Management of Hypertension
In this chapter we would be cross examining and discussing the medical condition “High blood Pressure” for easy understanding to even the non-medical personnel.
What is high blood pressure?
High blood pressure also popularly known as hypertension by way of definition is simply an increase in the force at which blood is pushed against the walls of the arteries as it moves through the body. Breaking this further down, it is important to note that throughout the body that is from your head to the sole of your feet there are vessels which help to carry blood to vital organs in the body.

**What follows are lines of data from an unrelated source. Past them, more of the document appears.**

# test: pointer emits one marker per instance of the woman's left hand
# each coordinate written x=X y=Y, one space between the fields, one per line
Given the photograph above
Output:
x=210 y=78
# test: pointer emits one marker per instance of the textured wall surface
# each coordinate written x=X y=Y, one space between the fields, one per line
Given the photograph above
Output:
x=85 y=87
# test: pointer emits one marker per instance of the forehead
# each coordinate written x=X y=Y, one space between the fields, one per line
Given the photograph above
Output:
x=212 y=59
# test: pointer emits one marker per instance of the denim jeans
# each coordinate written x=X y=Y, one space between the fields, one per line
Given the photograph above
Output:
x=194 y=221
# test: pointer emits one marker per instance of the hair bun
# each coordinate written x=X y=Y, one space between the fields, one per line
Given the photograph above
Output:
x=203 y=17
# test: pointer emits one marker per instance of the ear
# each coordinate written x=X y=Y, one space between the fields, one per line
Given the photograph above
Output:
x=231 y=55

These vessels can be likened to “tubes” as we can relate with tubes carrying water likewise these vessels enable the flow of blood.
There are three main vessels in the body namely:
- The Arteries: Which have thick muscular walls with elastic stretch and recoil to enable blood flow evenly with less resistance. They usually carry blood away from the heart to other parts of the body.
- The Veins: These are large blood vessels which convey blood back to the heart unlike the arteries the veins have thin walls and do not stretch or recoil in the same way as the artery therefore they do not work under pressure.
- The Capillaries: These are the smallest blood vessels that connect arterioles (really small arteries) to venules (really small veins) to enable the exchange of water, oxygen, carbon dioxide and many other nutrients between the blood and the surrounding tissues. These small vessels also do not work under pressure.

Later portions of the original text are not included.